AWS Certified Security – Specialty (SCS-C02) — Question 296

A company runs workloads on Amazon EC2 instances in VPCs. The EC2 instances make requests to Amazon S3 buckets through VPC endpoints. The company uses AWS Organizations to manage its AWS accounts.

The company needs the requests from the EC2 instances to originate from the same VPC that the EC2 instance credentials were issued to.
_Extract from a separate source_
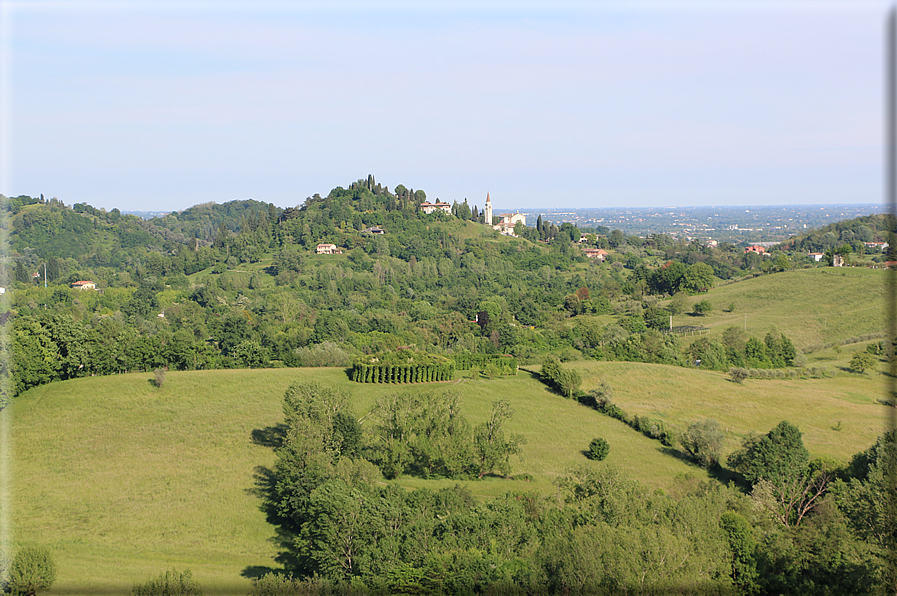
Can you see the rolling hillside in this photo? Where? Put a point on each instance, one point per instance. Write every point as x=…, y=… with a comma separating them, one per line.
x=811, y=306
x=123, y=480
Which solution will meet this requirement?

Answer options

• A. Deploy an SCP that includes the S3:* action with the “aws:SourceVpc”: “${aws:Ec2InstanceSourceVpc}” condition.
• B. Edit the VPC endpoints to include the S3:* action with the “aws:Ec2InstanceSourcePrivateIPv4”: “${aws:VpcSourceIp}” condition.
• C. Limit all actions in the S3 bucket policies by using the aws:SourceVpce condition key with the value of the allowed VPC endpoint.
• D. Limit all actions in the S3 bucket policies by using the aws:SourceVpc condition key with the value of the allowed VPC ID.

Correct answer: D

Explanation

Using S3 bucket policies with the aws:SourceVpc condition key allows you to restrict access to the buckets so that requests must originate from a specified VPC ID. This ensures that even if credentials are leaked, they cannot be used to access the S3 buckets from outside the designated VPC. Other options are incorrect because they either reference non-existent IAM condition keys or restrict the endpoint itself rather than the source VPC.